If you’re interested in sharing any of your ideas with Tipps and his team directly, as well as enjoy some on-the-spot consulting, adapted to your creative vision, visit the Maverick Theory tradeshow booth at the ED EXPO.
“When you’re deemed an ‘expert,’ you should be able to bend the reality that other people deem as the truth,” says Tipps. “I wouldn’t call myself an expert, because I don’t think it’s a term that can be self-applied. But people have deemed me an expert based on the results of my work, and I intend to bend the reality of what’s considered ‘normal’ in this industry.”

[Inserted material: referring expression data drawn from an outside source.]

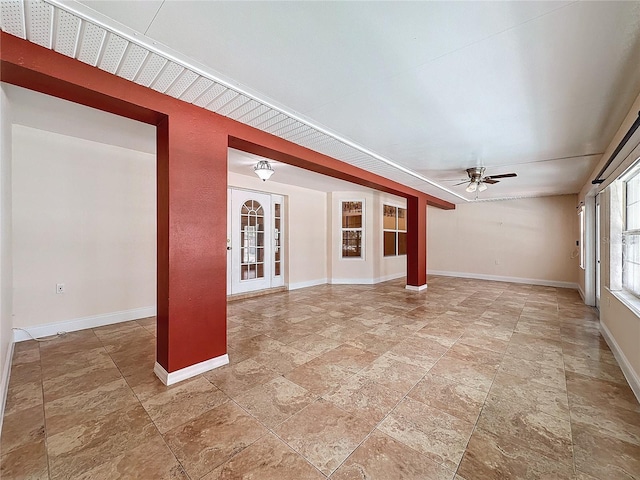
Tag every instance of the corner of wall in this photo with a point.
(6, 265)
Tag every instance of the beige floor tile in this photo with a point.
(603, 456)
(393, 374)
(240, 377)
(380, 457)
(365, 398)
(66, 412)
(432, 432)
(490, 457)
(152, 459)
(555, 392)
(314, 344)
(22, 428)
(549, 436)
(28, 461)
(319, 376)
(323, 434)
(459, 371)
(523, 391)
(267, 459)
(188, 400)
(456, 399)
(85, 446)
(275, 401)
(81, 380)
(213, 438)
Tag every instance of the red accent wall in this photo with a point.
(192, 186)
(417, 241)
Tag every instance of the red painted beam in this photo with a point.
(416, 241)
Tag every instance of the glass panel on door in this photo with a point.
(251, 240)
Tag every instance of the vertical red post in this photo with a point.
(416, 243)
(192, 230)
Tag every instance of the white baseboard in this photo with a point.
(629, 373)
(345, 281)
(414, 288)
(366, 281)
(498, 278)
(38, 331)
(308, 283)
(4, 382)
(190, 371)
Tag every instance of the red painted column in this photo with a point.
(192, 231)
(416, 243)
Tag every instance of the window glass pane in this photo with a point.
(631, 263)
(389, 217)
(389, 243)
(351, 243)
(402, 219)
(402, 243)
(351, 214)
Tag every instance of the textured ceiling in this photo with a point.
(413, 91)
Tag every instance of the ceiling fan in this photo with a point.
(479, 182)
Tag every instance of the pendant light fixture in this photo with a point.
(264, 170)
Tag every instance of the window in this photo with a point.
(352, 229)
(631, 232)
(582, 235)
(277, 239)
(394, 225)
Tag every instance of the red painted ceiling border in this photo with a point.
(31, 66)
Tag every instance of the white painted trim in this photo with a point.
(413, 288)
(190, 371)
(392, 276)
(38, 331)
(498, 278)
(308, 283)
(4, 386)
(629, 373)
(365, 281)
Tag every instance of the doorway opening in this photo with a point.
(255, 241)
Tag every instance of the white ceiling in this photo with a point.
(44, 112)
(536, 88)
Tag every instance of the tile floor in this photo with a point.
(467, 380)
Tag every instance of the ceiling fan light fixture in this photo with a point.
(264, 170)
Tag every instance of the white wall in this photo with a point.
(6, 267)
(84, 214)
(374, 266)
(306, 238)
(528, 240)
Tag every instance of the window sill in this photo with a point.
(628, 300)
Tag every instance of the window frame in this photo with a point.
(395, 230)
(361, 229)
(582, 241)
(633, 174)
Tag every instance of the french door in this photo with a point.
(255, 233)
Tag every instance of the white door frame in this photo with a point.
(235, 283)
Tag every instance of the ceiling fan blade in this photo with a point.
(503, 175)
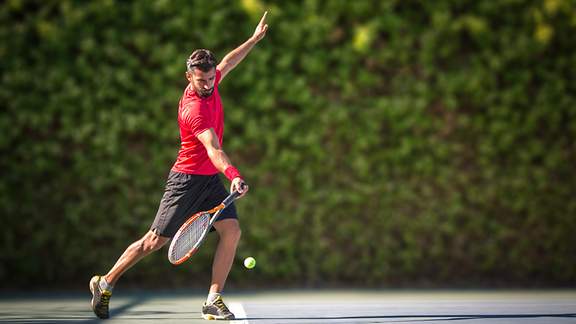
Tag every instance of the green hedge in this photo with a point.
(387, 143)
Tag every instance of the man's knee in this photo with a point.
(152, 242)
(229, 229)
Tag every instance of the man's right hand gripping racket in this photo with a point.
(193, 232)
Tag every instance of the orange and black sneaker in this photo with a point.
(216, 310)
(100, 298)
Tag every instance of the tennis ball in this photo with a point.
(249, 262)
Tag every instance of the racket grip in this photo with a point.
(231, 197)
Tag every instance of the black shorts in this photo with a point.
(185, 195)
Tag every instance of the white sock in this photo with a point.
(212, 297)
(104, 285)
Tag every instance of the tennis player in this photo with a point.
(193, 183)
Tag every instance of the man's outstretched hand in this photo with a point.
(261, 29)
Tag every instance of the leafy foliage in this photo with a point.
(386, 142)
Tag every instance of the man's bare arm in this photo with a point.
(238, 54)
(220, 160)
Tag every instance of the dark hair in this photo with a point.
(202, 59)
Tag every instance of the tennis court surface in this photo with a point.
(310, 306)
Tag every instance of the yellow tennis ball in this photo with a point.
(249, 262)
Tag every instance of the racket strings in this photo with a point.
(189, 237)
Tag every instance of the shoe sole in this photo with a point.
(211, 317)
(93, 283)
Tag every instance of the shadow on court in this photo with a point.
(305, 307)
(413, 318)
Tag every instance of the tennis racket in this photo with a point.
(193, 232)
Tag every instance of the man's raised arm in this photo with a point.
(237, 55)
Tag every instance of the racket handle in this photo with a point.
(231, 197)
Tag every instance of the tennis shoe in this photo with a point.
(100, 298)
(216, 310)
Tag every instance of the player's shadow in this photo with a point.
(415, 318)
(85, 316)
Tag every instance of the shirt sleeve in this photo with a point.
(193, 119)
(218, 77)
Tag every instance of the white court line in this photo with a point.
(238, 310)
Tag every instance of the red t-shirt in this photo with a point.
(195, 115)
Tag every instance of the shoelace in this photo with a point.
(220, 304)
(105, 299)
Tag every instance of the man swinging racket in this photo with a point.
(193, 183)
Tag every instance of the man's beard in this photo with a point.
(205, 93)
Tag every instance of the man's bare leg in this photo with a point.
(229, 231)
(149, 243)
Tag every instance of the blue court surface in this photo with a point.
(309, 306)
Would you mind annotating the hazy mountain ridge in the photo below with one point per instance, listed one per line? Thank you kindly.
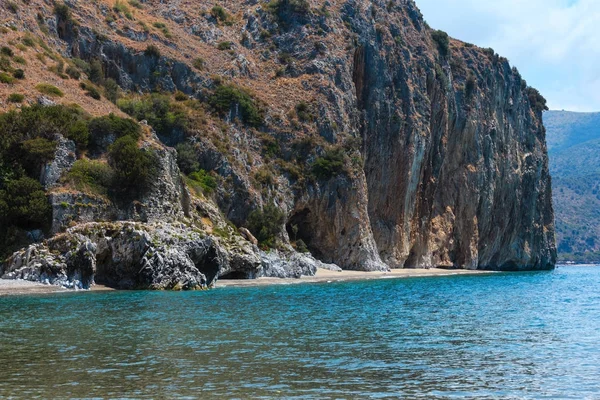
(349, 129)
(574, 150)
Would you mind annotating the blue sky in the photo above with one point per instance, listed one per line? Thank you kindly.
(554, 43)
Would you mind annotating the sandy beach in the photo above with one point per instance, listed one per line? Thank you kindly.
(335, 276)
(15, 287)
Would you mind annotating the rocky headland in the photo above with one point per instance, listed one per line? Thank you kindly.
(261, 139)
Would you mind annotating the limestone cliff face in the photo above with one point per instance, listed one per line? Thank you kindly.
(444, 153)
(456, 176)
(455, 160)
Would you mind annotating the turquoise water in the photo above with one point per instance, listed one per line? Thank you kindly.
(530, 335)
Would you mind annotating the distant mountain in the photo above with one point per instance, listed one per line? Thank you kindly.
(574, 148)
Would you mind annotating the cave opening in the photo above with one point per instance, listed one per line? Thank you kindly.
(301, 231)
(236, 275)
(208, 264)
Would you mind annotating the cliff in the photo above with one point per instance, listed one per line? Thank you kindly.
(348, 129)
(574, 150)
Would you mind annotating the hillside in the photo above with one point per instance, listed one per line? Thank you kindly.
(194, 141)
(574, 147)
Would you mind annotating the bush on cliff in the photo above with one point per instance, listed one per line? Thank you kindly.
(90, 176)
(23, 203)
(23, 130)
(329, 165)
(166, 117)
(134, 168)
(266, 224)
(187, 159)
(537, 101)
(442, 40)
(34, 153)
(111, 125)
(202, 181)
(226, 97)
(288, 11)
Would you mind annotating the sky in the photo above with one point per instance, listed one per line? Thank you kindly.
(554, 43)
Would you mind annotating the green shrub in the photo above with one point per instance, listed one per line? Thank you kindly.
(50, 90)
(199, 63)
(28, 41)
(16, 98)
(34, 153)
(301, 246)
(266, 224)
(226, 96)
(442, 40)
(19, 74)
(112, 90)
(5, 78)
(303, 111)
(79, 132)
(330, 165)
(165, 116)
(205, 181)
(23, 203)
(12, 7)
(187, 159)
(134, 168)
(92, 92)
(6, 51)
(96, 72)
(73, 72)
(221, 15)
(441, 76)
(90, 176)
(63, 12)
(163, 28)
(537, 101)
(180, 96)
(120, 7)
(112, 125)
(225, 45)
(5, 64)
(287, 10)
(136, 4)
(152, 51)
(471, 85)
(36, 121)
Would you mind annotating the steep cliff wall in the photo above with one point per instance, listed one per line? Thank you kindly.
(384, 143)
(455, 154)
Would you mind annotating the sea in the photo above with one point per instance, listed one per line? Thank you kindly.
(529, 335)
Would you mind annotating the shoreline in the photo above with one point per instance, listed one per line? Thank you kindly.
(327, 276)
(10, 287)
(21, 287)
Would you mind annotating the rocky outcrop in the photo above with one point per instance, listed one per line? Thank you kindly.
(443, 148)
(455, 154)
(158, 256)
(134, 256)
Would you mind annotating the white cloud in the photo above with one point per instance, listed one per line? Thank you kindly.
(552, 42)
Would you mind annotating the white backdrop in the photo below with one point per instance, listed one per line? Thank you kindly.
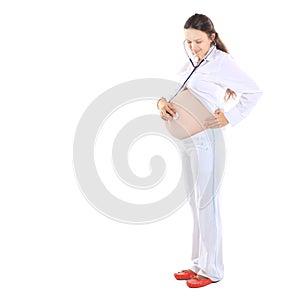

Michael Tipps has over 26 years of experience working, managing and consulting in all facets of the hospitality world (throughout all positions, and including hotels, restaurants, bars and nightclubs). Michael Tipps’ career started in Hospitality in South Florida where he worked in almost every front of the house position in the corporate food and beverage world. By the time Michael turned 19, he set his sights on New York City, and has been trailblazing ever since. Michael started behind the bar at the prestigious Tribeca Grand Hotel (Grand Life Hotels) where he consistently demonstrated his unique abilities and worked his way up – ultimately securing a managerial position at a remarkably young age, at one of the most well-known venues in Manhattan. Michael was responsible for creating multiple food and beverage programs intended to increase revenue, while also cutting costs and improving the bottom line. What Michael relished most though was the challenge of creating innovative ways to improve guest services while at the same time creating the best ways to get the most out of the staff he was responsible for.
By the young age of 23, Michael was fortunate enough to work with and be trained in the essentials of classic cocktails by the person responsible for bringing the “mixology” craze back to the United States – Sasha Petraske, of Milk & Honey fame. Michael expanded his knowledge of the hospitality business by taking on the challenge of working with different types of venues, ranging from high-end lounges, to boutique hotels, to nightclubs and to dive bars. With Michael’s knowledge and experience, he soon came to realize (like many others), that New York City is the Mecca of Hospitality, and he began consulting all over the country helping operators in less well-known markets succeed.
Based upon Michael’s experience and expertise, Michael made appearances on Spike TV’s “Bar Rescue” as a master mixologist and bar expert, and also traveled across the country with renowned TV celebrity, John Taffer, on the “Nightclub & Bar University Rescue Tour.” Michael has also been a contributing writer, Speaker and advisory Board member for the Nightclub & Bar Tradeshow. As Michael became involved in more complex projects, he came to realize that, whether large or small, simple or complicated, the underlying issues with his suffering projects were generally very similar – especially as they related to concept creation, design, location, construction, management, operations, staff training, lighting and sound design, menu implementation, entertainment and marketing and advertising. Fundamentally lacking in almost all instances was perfecting the art of hospitality. As a result, Michael began developing communication techniques to not only make businesses function properly, but also, change the perspective of the ones who owned the business.